In a study in International Immunopharmacology, researchers reported that immune thrombocytopenia (ITP) appeared to alter DNA methylation at the regulatory regions of the NOTCH1 gene in the Th1 and Th2 cell differentiation pathways. Additionally, the lead author, Shu-Yan Liu, and colleagues noted that decitabine may induce a therapeutic effect on patients with ITP via demethylation.
The study included 231 patients with ITP and 9 control samples. The authors initially performed high-throughput methylation analysis of the samples, then explored key methylated genes and their downstream cytokines with Luminex assays and qRT-PCR. Researchers also evaluated decitabine in the culture medium of cultured bone marrow mononuclear cells from patients with ITP and used qRT-PCR and ELISA to determine treatment efficacy.

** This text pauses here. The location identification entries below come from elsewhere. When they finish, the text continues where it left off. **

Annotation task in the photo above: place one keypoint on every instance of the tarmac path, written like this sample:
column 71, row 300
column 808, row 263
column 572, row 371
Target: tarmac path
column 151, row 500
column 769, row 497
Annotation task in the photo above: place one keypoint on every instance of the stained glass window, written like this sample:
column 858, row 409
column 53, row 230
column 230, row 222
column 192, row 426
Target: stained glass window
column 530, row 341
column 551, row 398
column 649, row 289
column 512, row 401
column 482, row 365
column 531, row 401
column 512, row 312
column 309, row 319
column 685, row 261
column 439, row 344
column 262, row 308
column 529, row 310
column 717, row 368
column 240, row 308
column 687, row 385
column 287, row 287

According to the researchers, based on the Search Tool for the Retrieval of Interacting Genes/Proteins (STRING) and Metascape databases, hypermethylated NOTCH1 was identifiable and impacted ITP by dysregulating cytokines through the Th1 and Th2 pathways.
Specifically, compared to controls, patients with ITP had significantly decreased expression levels of NOTCH1 and its Th2 cytokines, interleukin (IL)-4, IL-10, and GATGA3, and significantly increased Th1 cytokine expression (IFN-γ, IL-12, and TNF-α). Lastly, the report noted that treatment with 100 nM decitabine significantly reversed the dysregulation of NOTCH1 and its cytokines in patients with ITP.
Ultimately, the authors summed that “a hypermethylated gene NOTCH1 affected ITP occurrence as mediated by the Th1 and Th2 cell differentiation pathways,” and that low-dose decitabine may have a role in the treatment of ITP.